The paper presents SUHD, the deepest spike-based object detection model with ultra-low latency and high accuracy, achieved through innovative conversion and coding techniques.

Findings

Achieves 750x fewer timesteps than Spiking-YOLO on MS COCO

Improves mean average precision by 30% on MS COCO

Demonstrates state-of-the-art performance with ultra-low latency

Abstract

Spiking Neural Networks (SNNs) have garnered widespread interest for their energy efficiency and brain-inspired event-driven properties. While recent methods like Spiking-YOLO have expanded the SNNs to more challenging object detection tasks, they often suffer from high latency and low detection accuracy, making them difficult to deploy on latency sensitive mobile platforms. Furthermore, the conversion method from Artificial Neural Networks (ANNs) to SNNs is hard to maintain the complete structure of the ANNs, resulting in poor feature representation and high conversion errors. To address these challenges, we propose two methods: timesteps compression and spike-time-dependent integrated (STDI) coding. The former reduces the timesteps required in ANN-SNN conversion by compressing information, while the latter sets a time-varying threshold to expand the information holding capacity.
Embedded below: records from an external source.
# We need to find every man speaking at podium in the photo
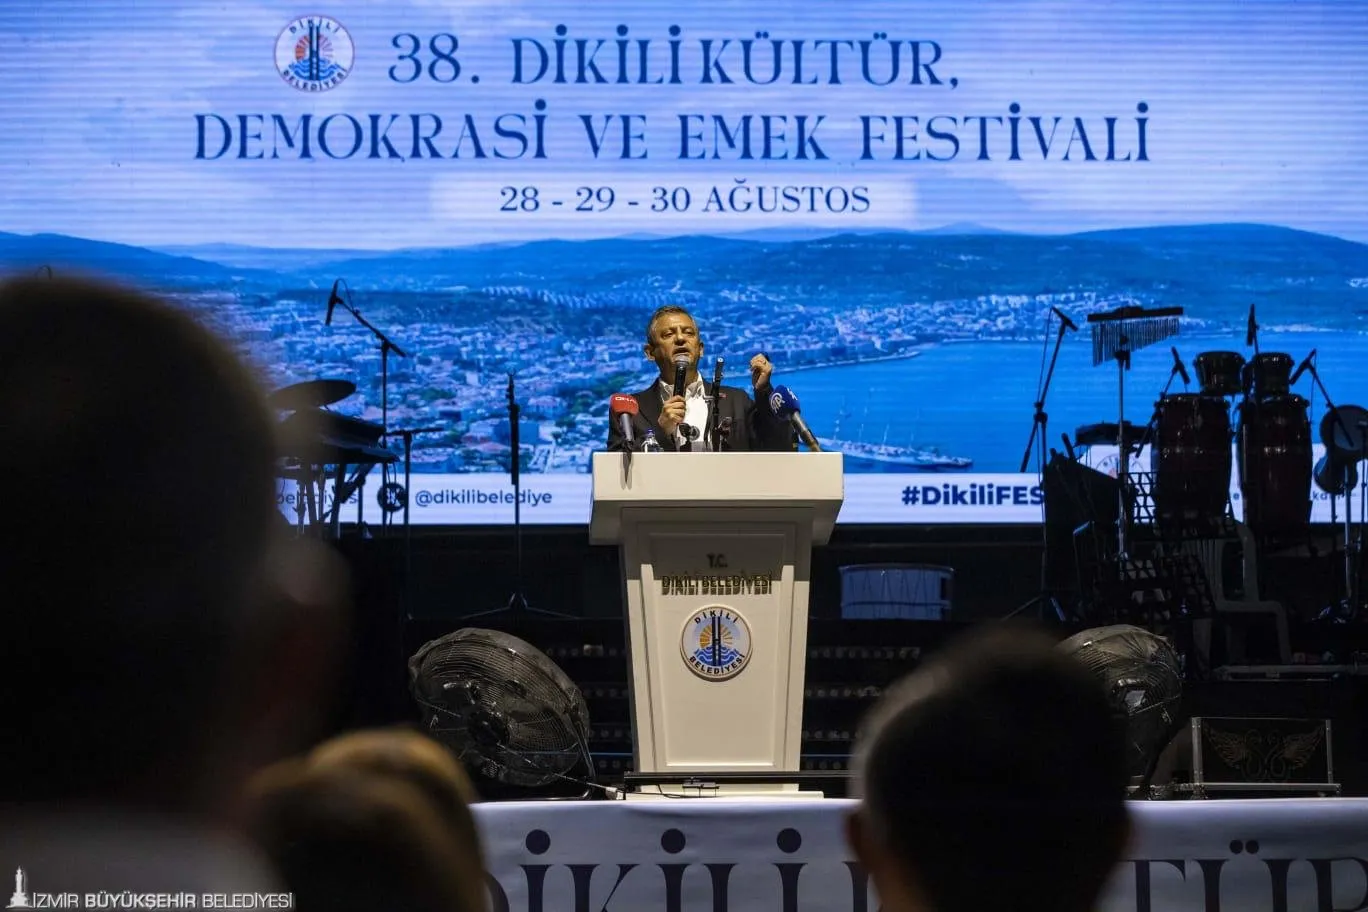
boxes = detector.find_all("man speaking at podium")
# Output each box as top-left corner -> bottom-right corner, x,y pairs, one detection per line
607,305 -> 794,453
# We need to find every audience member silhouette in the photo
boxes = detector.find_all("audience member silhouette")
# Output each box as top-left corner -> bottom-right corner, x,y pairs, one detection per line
847,625 -> 1130,912
0,275 -> 346,891
248,729 -> 489,912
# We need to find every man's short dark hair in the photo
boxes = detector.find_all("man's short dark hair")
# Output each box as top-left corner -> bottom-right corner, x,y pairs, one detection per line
853,625 -> 1128,912
0,275 -> 281,806
644,305 -> 695,345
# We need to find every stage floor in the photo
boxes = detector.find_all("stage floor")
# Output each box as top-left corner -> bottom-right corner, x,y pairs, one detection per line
473,797 -> 1368,911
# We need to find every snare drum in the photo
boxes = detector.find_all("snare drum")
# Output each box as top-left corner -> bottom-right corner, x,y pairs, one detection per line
1237,395 -> 1312,537
1151,394 -> 1232,532
1194,351 -> 1245,397
1242,353 -> 1296,400
839,564 -> 953,620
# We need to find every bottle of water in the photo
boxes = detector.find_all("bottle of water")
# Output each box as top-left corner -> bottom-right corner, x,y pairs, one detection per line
641,430 -> 663,453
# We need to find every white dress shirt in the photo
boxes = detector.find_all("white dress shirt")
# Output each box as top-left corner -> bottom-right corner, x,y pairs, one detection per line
658,377 -> 712,451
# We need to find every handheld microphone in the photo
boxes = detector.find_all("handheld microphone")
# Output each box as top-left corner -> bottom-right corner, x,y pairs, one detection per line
610,393 -> 639,449
672,356 -> 689,399
1170,346 -> 1190,386
1289,349 -> 1316,386
1051,306 -> 1078,332
326,279 -> 343,326
768,385 -> 822,451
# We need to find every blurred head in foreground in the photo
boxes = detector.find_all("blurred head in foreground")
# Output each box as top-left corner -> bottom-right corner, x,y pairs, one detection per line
847,625 -> 1130,912
0,275 -> 345,823
249,729 -> 488,912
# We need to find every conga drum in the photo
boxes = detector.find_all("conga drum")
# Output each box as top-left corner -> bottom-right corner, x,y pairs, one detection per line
1242,353 -> 1296,400
1151,393 -> 1232,533
1194,351 -> 1245,397
1237,395 -> 1312,537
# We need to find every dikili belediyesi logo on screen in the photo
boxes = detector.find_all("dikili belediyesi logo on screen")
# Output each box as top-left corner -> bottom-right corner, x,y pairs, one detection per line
275,16 -> 354,91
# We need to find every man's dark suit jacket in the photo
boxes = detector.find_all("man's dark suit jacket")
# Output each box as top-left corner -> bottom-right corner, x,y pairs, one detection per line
607,381 -> 795,452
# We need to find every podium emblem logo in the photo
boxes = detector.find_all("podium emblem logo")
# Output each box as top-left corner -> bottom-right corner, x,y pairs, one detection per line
681,606 -> 752,681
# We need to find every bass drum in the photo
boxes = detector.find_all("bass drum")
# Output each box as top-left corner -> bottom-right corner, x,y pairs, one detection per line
1237,395 -> 1312,538
1151,394 -> 1232,533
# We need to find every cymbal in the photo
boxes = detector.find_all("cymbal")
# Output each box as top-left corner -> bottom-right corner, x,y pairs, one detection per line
267,379 -> 356,411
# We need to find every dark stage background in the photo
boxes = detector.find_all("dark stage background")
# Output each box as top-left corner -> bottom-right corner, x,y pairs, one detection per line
326,522 -> 1368,798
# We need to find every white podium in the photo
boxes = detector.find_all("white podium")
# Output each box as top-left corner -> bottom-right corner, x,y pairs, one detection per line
589,451 -> 844,797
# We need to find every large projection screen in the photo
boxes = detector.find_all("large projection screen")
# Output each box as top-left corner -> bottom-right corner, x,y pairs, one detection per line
1,2 -> 1365,525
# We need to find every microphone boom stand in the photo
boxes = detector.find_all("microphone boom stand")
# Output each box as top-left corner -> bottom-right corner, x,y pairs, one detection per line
467,374 -> 573,628
1020,316 -> 1072,474
332,284 -> 410,536
1007,311 -> 1074,622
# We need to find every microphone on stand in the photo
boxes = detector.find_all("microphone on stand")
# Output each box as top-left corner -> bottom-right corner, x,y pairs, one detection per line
768,385 -> 821,451
1051,306 -> 1078,332
610,394 -> 639,450
1289,350 -> 1316,386
1246,304 -> 1257,347
1170,346 -> 1190,386
709,357 -> 725,452
326,279 -> 343,325
718,416 -> 734,447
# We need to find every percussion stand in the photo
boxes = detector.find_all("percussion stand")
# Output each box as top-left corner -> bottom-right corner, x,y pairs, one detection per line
1114,335 -> 1134,560
1355,420 -> 1368,618
1303,358 -> 1359,610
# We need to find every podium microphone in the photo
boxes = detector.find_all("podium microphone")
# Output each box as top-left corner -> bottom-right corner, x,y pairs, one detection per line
326,279 -> 343,325
610,393 -> 639,449
769,385 -> 821,451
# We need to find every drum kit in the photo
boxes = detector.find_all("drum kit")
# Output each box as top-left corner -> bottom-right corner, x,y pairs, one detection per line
1026,304 -> 1368,629
1132,320 -> 1367,612
270,281 -> 451,542
1150,349 -> 1313,541
269,378 -> 398,538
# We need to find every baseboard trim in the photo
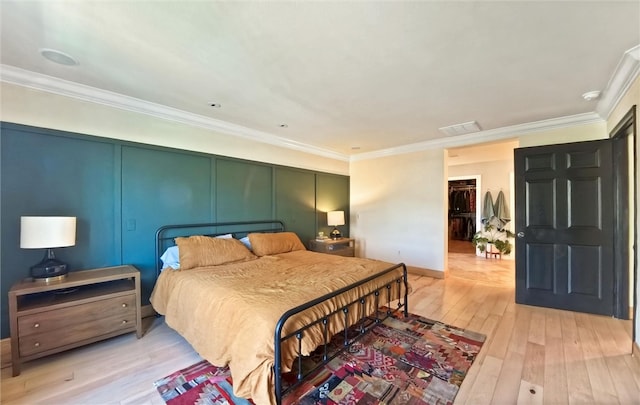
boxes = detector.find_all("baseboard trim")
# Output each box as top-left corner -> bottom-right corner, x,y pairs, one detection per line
633,341 -> 640,358
406,266 -> 445,279
1,337 -> 11,369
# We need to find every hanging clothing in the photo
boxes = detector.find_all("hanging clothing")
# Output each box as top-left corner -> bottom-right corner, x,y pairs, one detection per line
481,191 -> 495,224
465,217 -> 475,240
450,190 -> 470,214
449,216 -> 475,241
448,182 -> 477,241
494,190 -> 510,228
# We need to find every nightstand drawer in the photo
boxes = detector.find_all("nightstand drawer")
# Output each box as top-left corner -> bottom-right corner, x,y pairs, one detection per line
18,293 -> 136,336
328,246 -> 355,257
308,238 -> 355,257
19,311 -> 137,357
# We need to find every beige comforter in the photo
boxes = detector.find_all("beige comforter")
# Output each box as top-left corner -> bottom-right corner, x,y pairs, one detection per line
150,250 -> 404,405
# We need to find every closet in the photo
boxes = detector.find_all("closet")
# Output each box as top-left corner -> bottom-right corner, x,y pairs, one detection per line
448,179 -> 476,241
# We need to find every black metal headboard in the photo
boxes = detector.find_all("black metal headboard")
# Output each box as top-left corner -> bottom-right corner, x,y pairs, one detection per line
155,220 -> 285,275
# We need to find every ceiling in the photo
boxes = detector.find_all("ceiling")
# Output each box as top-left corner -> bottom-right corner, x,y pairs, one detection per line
1,1 -> 639,158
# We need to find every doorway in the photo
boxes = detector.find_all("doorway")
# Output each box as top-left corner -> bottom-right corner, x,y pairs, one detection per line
446,141 -> 518,286
448,176 -> 480,254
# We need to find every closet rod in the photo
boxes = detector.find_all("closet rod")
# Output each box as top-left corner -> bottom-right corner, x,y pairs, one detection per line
449,186 -> 476,191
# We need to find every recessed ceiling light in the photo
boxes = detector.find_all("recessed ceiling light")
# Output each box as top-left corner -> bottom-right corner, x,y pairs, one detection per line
279,124 -> 288,128
582,90 -> 601,101
209,103 -> 222,108
351,146 -> 361,150
39,48 -> 78,66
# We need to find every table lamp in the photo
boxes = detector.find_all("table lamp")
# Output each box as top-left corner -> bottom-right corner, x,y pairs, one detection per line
20,216 -> 76,282
327,211 -> 345,239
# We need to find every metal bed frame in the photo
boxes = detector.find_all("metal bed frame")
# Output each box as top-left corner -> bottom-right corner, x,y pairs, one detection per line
274,262 -> 408,403
154,220 -> 408,404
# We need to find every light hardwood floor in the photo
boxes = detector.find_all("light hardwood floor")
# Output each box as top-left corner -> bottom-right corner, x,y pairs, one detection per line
1,254 -> 639,404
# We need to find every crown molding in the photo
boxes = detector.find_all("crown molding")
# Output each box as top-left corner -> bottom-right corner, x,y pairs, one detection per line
2,58 -> 629,164
0,64 -> 350,162
350,112 -> 604,162
596,44 -> 640,120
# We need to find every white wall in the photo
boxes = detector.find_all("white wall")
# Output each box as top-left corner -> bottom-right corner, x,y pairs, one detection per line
349,123 -> 608,277
518,121 -> 607,147
350,148 -> 446,272
0,82 -> 350,175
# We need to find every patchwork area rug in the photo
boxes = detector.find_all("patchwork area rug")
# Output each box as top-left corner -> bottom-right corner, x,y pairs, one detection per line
154,310 -> 485,405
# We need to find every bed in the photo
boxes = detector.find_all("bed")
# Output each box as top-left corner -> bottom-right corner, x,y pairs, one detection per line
150,221 -> 408,405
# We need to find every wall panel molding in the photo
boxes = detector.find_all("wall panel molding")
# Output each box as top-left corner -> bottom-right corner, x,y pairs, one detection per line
0,122 -> 349,338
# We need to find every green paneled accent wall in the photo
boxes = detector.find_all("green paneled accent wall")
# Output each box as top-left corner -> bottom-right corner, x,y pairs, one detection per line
275,168 -> 316,244
216,159 -> 273,221
316,173 -> 350,238
121,146 -> 213,299
0,122 -> 350,338
1,125 -> 118,339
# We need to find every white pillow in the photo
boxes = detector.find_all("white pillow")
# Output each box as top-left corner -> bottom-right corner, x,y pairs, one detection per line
239,236 -> 252,250
159,234 -> 235,270
160,246 -> 180,270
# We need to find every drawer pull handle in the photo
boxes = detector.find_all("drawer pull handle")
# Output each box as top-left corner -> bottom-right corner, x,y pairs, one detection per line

We also present a SNN-based ultra-low latency and high accurate object detection model (SUHD) that achieves state-of-the-art performance on nontrivial datasets like PASCAL VOC and MS COCO, with about remarkable 750x fewer timesteps and 30% mean average precision (mAP) improvement, compared to the Spiking-YOLO on MS COCO datasets. To the best of our knowledge, SUHD is the deepest spike-based object detection model to date that achieves ultra low timesteps to complete the lossless conversion.